The total value of shares sold in IPOs in Denmark, Finland, Norway and Sweden was almost $5.3 billion in the first half of this year, up more than 6 percent on the same period last year. The countries accounted for 13.9 percent of the value of shares sold in IPOs across Europe, up from 10.3 percent last year, according to Thomson Reuters data.
At a valuation of $2.2 billion, it would be the second largest company to float this year after Swedish hotel property firm Pandox (PANDXb.ST), which listed in June and has an enterprise value of 20.8 billion crowns, according to Thomson Reuters data.
The main list on the Stockholm stock exchange had 12 IPOs in the first six months of 2015, up from seven a year ago. Most of the newcomers have performed better than the broader market.
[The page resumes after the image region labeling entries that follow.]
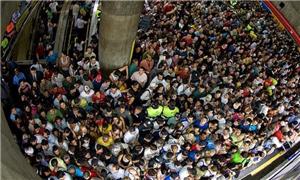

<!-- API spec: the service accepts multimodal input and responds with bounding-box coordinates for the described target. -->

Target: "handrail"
[16,59,47,66]
[83,19,91,52]
[54,0,71,55]
[67,16,75,55]
[1,1,42,60]
[263,0,300,46]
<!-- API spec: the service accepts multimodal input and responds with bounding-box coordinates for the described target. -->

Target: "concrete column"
[98,1,144,71]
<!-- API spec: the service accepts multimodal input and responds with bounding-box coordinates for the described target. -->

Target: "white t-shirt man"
[124,128,139,144]
[131,70,148,87]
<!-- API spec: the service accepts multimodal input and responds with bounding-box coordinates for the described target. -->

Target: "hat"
[149,83,157,89]
[84,86,90,91]
[25,147,34,156]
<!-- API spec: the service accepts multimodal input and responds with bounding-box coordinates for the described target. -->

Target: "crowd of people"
[1,1,300,180]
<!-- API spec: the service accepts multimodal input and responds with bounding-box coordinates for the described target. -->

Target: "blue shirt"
[13,72,26,86]
[10,108,21,121]
[194,120,208,131]
[46,53,58,64]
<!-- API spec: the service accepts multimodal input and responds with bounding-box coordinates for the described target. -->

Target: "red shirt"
[164,3,174,13]
[274,130,283,141]
[92,92,105,104]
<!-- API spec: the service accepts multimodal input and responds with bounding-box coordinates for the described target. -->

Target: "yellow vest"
[163,106,179,118]
[147,106,163,118]
[97,137,114,147]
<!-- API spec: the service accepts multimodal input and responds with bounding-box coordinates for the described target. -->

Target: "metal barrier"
[1,1,42,60]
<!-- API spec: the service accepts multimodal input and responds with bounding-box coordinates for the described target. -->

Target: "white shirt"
[150,76,167,89]
[105,89,122,99]
[141,88,153,101]
[108,164,125,179]
[80,89,95,102]
[75,18,86,29]
[131,71,148,87]
[124,128,139,144]
[179,166,190,180]
[49,2,58,13]
[177,84,192,97]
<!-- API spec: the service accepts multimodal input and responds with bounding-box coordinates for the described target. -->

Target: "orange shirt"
[140,59,154,72]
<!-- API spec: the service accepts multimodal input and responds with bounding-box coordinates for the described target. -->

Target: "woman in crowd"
[2,1,300,180]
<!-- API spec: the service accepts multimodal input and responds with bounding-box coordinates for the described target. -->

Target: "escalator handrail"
[1,1,42,60]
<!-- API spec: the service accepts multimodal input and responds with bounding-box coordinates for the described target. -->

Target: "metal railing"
[1,1,43,60]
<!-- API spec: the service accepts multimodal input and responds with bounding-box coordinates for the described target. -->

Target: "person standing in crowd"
[1,1,300,180]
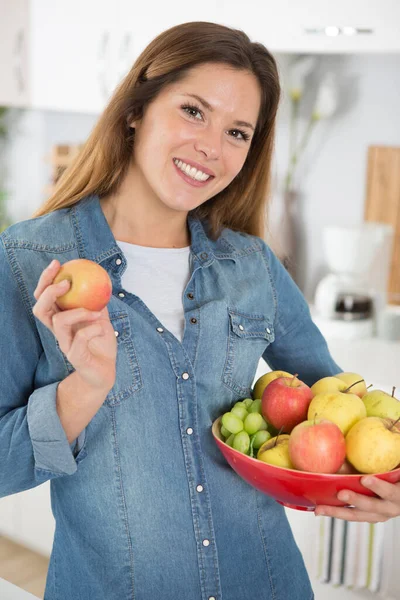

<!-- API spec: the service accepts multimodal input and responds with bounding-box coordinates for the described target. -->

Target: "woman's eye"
[231,129,250,142]
[181,104,203,120]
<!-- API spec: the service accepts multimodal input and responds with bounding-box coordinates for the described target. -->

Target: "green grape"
[221,425,231,438]
[247,398,261,414]
[232,431,250,454]
[243,413,263,435]
[225,433,235,448]
[251,429,271,450]
[231,403,249,421]
[221,412,243,433]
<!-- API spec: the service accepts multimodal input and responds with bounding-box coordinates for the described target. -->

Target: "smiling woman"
[0,22,397,600]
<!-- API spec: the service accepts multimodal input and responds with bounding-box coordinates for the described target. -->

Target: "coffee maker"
[313,222,394,340]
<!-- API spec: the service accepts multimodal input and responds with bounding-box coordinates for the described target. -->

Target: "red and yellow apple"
[53,258,112,311]
[289,419,346,473]
[253,371,293,400]
[346,417,400,473]
[261,375,313,433]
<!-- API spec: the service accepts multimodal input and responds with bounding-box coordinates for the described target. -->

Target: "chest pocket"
[222,308,275,398]
[106,312,143,406]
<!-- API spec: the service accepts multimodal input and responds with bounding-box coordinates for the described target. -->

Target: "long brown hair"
[33,22,280,239]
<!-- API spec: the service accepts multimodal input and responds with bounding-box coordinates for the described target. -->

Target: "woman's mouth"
[173,158,214,187]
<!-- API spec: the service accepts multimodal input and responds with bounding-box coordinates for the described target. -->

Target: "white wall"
[2,55,400,300]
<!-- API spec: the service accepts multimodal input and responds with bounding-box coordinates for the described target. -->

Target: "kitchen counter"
[0,578,39,600]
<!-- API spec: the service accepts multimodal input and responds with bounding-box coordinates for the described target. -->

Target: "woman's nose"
[194,130,221,160]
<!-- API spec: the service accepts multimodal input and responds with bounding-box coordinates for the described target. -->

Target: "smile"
[174,158,211,182]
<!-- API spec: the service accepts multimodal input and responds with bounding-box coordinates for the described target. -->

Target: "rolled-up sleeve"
[0,234,84,497]
[263,243,343,385]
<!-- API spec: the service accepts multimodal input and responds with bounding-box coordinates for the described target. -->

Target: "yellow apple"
[53,258,112,311]
[311,373,367,398]
[362,388,400,419]
[346,417,400,473]
[335,372,368,398]
[307,392,367,435]
[253,371,293,399]
[257,433,294,469]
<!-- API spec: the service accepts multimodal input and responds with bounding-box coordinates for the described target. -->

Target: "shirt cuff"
[27,381,86,475]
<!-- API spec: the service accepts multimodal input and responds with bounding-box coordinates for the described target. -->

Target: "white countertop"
[0,577,39,600]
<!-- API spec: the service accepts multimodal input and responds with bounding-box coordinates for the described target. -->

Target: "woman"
[0,23,400,600]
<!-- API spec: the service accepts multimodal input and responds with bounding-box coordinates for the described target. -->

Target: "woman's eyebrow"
[182,94,255,131]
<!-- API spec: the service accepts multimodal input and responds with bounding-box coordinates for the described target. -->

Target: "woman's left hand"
[314,475,400,523]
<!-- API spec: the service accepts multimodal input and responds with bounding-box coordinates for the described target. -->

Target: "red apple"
[53,258,112,311]
[261,375,313,433]
[289,419,346,473]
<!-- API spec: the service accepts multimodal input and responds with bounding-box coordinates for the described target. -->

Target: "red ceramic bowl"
[212,417,400,510]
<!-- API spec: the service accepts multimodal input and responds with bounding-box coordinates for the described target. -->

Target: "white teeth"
[174,158,210,181]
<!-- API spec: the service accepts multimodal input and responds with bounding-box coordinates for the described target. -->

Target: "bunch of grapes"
[221,398,271,458]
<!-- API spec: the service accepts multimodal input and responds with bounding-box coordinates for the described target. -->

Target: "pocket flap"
[110,312,131,342]
[228,309,275,342]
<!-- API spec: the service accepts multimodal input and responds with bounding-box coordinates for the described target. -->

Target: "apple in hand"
[53,258,112,311]
[261,375,313,433]
[362,388,400,420]
[289,419,346,473]
[311,373,367,398]
[257,433,294,469]
[346,417,400,473]
[253,371,293,400]
[308,392,367,435]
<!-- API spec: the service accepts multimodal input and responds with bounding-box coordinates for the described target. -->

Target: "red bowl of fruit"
[212,416,400,511]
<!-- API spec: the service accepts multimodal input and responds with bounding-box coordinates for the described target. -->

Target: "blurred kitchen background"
[0,0,400,600]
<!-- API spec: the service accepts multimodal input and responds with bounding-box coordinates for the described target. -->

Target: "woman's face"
[131,64,261,212]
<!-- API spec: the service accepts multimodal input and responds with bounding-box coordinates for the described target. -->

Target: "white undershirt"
[117,240,190,341]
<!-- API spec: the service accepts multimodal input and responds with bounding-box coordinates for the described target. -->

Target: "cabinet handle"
[97,31,110,99]
[304,25,375,37]
[14,29,25,94]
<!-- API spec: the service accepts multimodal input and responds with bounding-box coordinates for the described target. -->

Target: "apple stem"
[343,379,364,394]
[274,425,284,448]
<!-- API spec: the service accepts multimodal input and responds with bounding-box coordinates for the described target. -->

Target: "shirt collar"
[71,194,217,266]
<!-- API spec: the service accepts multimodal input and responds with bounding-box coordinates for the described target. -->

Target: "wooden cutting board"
[364,146,400,304]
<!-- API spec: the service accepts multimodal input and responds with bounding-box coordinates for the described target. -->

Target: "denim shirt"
[0,195,341,600]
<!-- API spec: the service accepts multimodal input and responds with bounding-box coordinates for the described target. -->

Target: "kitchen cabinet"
[218,0,400,53]
[0,0,217,114]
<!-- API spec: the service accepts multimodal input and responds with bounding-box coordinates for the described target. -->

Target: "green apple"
[311,373,367,398]
[307,392,367,435]
[346,417,400,473]
[253,371,293,399]
[362,388,400,420]
[257,433,294,469]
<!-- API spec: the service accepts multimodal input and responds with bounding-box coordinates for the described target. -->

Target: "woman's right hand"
[33,260,117,393]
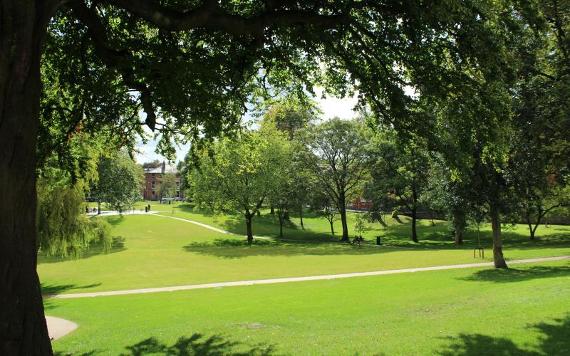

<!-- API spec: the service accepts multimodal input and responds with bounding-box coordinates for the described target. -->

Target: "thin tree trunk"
[453,209,465,245]
[490,204,508,268]
[338,193,350,242]
[340,208,350,242]
[412,207,418,242]
[0,0,53,355]
[277,210,285,237]
[245,213,253,245]
[525,211,535,240]
[412,186,418,242]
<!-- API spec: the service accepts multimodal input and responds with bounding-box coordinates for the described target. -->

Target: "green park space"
[38,204,570,294]
[38,203,570,355]
[46,256,570,355]
[5,0,570,356]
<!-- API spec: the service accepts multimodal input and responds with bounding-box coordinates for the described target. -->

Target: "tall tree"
[368,130,429,242]
[158,173,177,199]
[0,0,532,354]
[189,131,289,243]
[92,152,143,213]
[309,118,367,242]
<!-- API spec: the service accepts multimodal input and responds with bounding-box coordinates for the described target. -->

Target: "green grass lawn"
[50,260,570,356]
[38,204,570,294]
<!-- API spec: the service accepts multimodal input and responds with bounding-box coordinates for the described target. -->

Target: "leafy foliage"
[92,152,143,212]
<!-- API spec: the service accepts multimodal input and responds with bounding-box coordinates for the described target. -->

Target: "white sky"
[135,90,358,164]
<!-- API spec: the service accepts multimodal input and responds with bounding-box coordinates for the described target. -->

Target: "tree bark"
[453,209,465,245]
[278,210,285,237]
[490,204,508,268]
[245,213,253,245]
[412,207,418,242]
[411,185,418,243]
[0,0,55,355]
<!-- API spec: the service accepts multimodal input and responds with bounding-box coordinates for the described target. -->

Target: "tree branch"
[106,0,347,36]
[69,1,156,131]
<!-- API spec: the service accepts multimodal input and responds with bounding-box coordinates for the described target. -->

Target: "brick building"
[142,161,184,200]
[348,197,372,211]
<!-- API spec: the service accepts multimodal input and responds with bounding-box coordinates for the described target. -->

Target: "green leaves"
[189,128,290,215]
[92,152,143,212]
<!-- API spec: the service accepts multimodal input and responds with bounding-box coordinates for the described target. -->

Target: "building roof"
[144,161,178,174]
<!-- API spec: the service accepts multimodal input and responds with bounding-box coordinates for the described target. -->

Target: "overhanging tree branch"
[106,0,348,36]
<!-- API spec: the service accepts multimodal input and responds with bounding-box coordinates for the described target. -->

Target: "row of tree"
[188,92,570,265]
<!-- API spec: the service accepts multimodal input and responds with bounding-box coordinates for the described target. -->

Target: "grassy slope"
[46,262,570,355]
[38,205,570,293]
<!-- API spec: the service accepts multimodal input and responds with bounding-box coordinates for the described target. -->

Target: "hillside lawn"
[50,261,570,356]
[38,204,570,294]
[42,203,570,356]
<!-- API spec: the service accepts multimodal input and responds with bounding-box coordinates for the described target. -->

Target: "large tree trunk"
[245,213,253,245]
[490,204,507,268]
[0,0,53,355]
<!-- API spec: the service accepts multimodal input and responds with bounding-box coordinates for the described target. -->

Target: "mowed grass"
[38,205,570,294]
[50,260,570,356]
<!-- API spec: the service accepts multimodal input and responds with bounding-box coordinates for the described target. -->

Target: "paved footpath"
[153,214,231,234]
[49,256,570,299]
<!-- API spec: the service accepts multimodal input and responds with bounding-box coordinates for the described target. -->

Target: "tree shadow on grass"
[183,239,408,258]
[38,236,127,264]
[41,283,101,297]
[461,265,570,283]
[121,333,275,356]
[53,350,97,356]
[437,314,570,356]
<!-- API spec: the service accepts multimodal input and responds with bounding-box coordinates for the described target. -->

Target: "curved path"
[49,256,570,299]
[153,213,231,234]
[46,316,78,340]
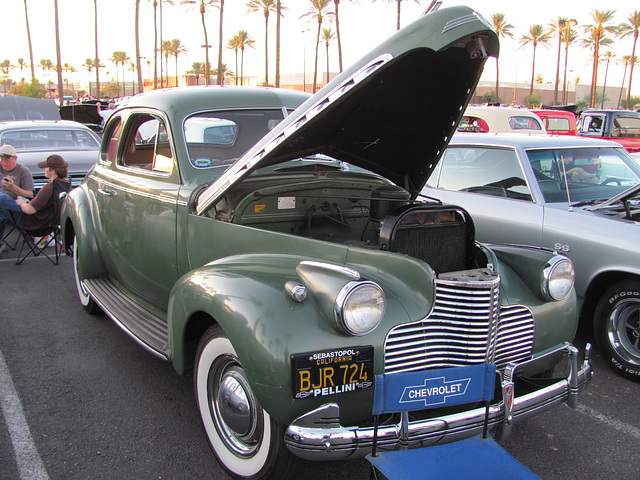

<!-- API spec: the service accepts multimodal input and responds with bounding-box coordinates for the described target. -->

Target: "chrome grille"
[385,280,534,373]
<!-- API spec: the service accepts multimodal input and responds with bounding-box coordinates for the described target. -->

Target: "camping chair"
[367,363,539,480]
[9,180,71,265]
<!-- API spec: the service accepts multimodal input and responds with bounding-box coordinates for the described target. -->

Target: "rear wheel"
[194,326,295,479]
[594,281,640,382]
[73,237,100,315]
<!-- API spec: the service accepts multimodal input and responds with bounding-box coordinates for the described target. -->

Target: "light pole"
[198,45,211,85]
[302,28,309,93]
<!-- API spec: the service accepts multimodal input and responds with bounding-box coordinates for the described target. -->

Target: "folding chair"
[367,363,539,480]
[9,180,71,265]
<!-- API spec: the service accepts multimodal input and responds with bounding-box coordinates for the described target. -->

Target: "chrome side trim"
[284,343,592,461]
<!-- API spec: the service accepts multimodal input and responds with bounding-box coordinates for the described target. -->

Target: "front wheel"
[594,281,640,382]
[194,325,295,479]
[73,237,100,315]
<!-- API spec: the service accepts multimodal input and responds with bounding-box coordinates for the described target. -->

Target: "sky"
[0,0,640,95]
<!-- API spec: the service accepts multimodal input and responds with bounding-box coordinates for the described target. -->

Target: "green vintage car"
[62,7,591,479]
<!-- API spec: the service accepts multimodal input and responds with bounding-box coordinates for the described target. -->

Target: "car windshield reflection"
[527,148,640,203]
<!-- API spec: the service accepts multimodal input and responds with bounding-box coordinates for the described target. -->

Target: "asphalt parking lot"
[0,237,640,480]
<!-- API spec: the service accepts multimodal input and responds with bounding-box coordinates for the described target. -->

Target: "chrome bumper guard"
[284,343,593,461]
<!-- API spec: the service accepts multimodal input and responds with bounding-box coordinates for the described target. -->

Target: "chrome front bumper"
[284,343,592,461]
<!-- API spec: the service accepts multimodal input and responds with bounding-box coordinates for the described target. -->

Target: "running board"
[83,278,169,360]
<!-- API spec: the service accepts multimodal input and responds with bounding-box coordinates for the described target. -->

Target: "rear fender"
[60,185,107,279]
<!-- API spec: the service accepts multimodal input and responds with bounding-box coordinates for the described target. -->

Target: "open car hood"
[60,103,103,131]
[0,95,60,122]
[196,7,499,214]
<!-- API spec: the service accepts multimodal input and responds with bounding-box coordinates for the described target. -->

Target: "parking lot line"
[577,405,640,440]
[0,346,49,480]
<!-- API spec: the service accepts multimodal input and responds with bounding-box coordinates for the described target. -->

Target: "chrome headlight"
[542,255,575,301]
[334,282,387,336]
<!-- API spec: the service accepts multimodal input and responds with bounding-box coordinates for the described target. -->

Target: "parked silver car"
[0,120,100,189]
[422,134,640,381]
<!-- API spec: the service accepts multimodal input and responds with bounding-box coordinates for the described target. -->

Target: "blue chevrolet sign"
[373,363,496,415]
[400,377,471,408]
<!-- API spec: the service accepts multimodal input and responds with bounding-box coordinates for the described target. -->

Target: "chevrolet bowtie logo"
[400,377,471,407]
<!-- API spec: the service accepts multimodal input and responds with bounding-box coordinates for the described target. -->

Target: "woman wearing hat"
[16,155,71,230]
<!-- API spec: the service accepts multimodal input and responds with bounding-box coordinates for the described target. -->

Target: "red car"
[532,110,578,135]
[578,110,640,153]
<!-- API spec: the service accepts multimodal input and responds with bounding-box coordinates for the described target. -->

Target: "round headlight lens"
[542,256,575,300]
[335,282,386,336]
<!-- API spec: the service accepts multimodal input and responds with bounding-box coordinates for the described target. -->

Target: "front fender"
[60,184,107,279]
[490,245,579,352]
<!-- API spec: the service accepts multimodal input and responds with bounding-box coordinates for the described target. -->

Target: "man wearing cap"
[15,154,70,230]
[0,144,34,253]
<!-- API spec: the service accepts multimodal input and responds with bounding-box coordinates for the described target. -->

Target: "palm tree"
[618,10,640,108]
[0,59,11,94]
[180,0,218,85]
[18,58,29,80]
[24,0,36,81]
[236,30,256,85]
[62,63,76,88]
[580,29,613,107]
[549,17,569,105]
[491,13,514,103]
[562,19,578,105]
[53,0,64,105]
[600,50,615,108]
[124,62,138,95]
[247,0,277,85]
[38,59,53,93]
[520,24,550,96]
[216,0,226,85]
[94,0,102,100]
[167,38,188,87]
[300,0,334,93]
[187,62,205,85]
[322,28,336,83]
[160,40,178,87]
[581,10,617,108]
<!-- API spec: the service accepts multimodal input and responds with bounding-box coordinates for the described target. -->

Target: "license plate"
[291,345,373,398]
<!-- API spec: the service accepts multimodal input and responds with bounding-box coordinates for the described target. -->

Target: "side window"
[458,116,489,133]
[544,117,571,132]
[580,115,604,137]
[122,114,173,173]
[100,117,122,163]
[438,147,532,201]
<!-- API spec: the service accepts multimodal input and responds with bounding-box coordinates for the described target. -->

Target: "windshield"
[527,148,640,203]
[184,109,284,168]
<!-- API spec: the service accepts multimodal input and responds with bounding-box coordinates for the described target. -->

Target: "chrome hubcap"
[207,357,263,457]
[607,300,640,365]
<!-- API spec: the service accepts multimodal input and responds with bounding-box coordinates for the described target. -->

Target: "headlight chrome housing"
[542,255,575,301]
[334,281,387,336]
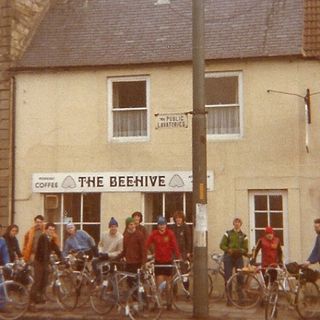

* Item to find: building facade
[14,0,320,261]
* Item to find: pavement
[22,301,308,320]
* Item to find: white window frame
[42,193,102,247]
[107,76,150,142]
[249,190,290,262]
[205,71,244,140]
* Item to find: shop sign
[155,113,188,129]
[32,171,213,193]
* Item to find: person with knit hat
[251,226,282,283]
[98,217,123,259]
[146,216,181,310]
[119,217,147,287]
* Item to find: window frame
[107,75,150,142]
[249,189,290,260]
[205,71,244,140]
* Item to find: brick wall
[0,0,12,225]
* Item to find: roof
[303,0,320,57]
[18,0,304,68]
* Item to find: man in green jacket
[220,218,248,284]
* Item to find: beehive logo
[169,174,184,188]
[62,176,77,189]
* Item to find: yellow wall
[15,59,320,260]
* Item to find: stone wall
[0,0,54,226]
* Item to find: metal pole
[192,0,209,318]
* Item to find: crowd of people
[0,211,320,309]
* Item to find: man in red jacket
[253,227,282,282]
[146,216,180,309]
[119,217,147,286]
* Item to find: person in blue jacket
[0,237,10,309]
[304,218,320,266]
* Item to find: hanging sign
[155,113,188,129]
[32,171,213,193]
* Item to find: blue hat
[157,216,167,224]
[109,217,118,228]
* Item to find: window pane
[255,230,264,242]
[44,194,61,223]
[269,195,282,211]
[205,76,239,105]
[165,192,183,221]
[255,212,268,228]
[254,195,268,210]
[207,106,240,134]
[112,81,147,108]
[270,212,283,228]
[83,224,100,244]
[63,193,81,222]
[83,193,100,222]
[113,110,147,137]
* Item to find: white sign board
[32,171,213,193]
[156,113,188,129]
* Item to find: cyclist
[304,218,320,267]
[146,216,180,310]
[63,222,98,257]
[251,227,282,283]
[220,218,248,305]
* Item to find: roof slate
[303,0,320,58]
[18,0,304,68]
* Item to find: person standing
[304,218,320,267]
[30,222,62,304]
[220,218,248,284]
[146,216,181,310]
[251,227,282,283]
[131,211,148,240]
[119,217,147,287]
[63,222,98,257]
[3,224,22,262]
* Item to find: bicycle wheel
[296,282,320,319]
[0,280,30,320]
[264,282,279,320]
[90,278,118,314]
[53,272,78,310]
[125,281,163,320]
[209,272,225,302]
[226,271,263,309]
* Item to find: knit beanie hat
[109,217,118,228]
[157,216,167,224]
[126,217,134,227]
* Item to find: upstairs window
[108,77,149,141]
[205,72,242,138]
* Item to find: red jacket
[255,236,282,267]
[146,228,180,263]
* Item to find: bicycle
[90,263,162,320]
[226,265,279,309]
[45,254,78,311]
[265,263,320,320]
[208,252,225,302]
[0,266,30,320]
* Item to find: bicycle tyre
[264,282,279,320]
[209,272,225,302]
[226,271,264,309]
[53,272,78,311]
[90,279,118,315]
[296,281,320,319]
[125,281,163,320]
[0,280,30,320]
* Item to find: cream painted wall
[15,59,320,260]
Dometic had net debt of 9.18 billion crowns as of March 31, leaving it with a high net debt to EBITDA ratio of 6.7.
In June 2014, it amended the terms of its senior debt facilities and raised a new 314 million euro ($346 million)payment in kind bond with 9.50 percent interest.
An equity listing could allow Dometic to repay this deeply subordinated debt, with the breakage costs associated with redeeming the bond before maturity dropping significantly from June 2016.
In 2012 and 2013, EQT put 625 million crowns of extra cash into the business and converted a 1.1 billion crown shareholder loan into equity. EQT then injected 1 billion crowns of equity when Dometic acquired Atwood Mobile Products in September 2014.
EQT previously owned the business 2001 to 2005 after buying it from appliance maker Electrolux (ELUXb.ST). After an unsuccessful attempt at listing in 2003, the private equity fund sold Dometic to BC Partners two years later.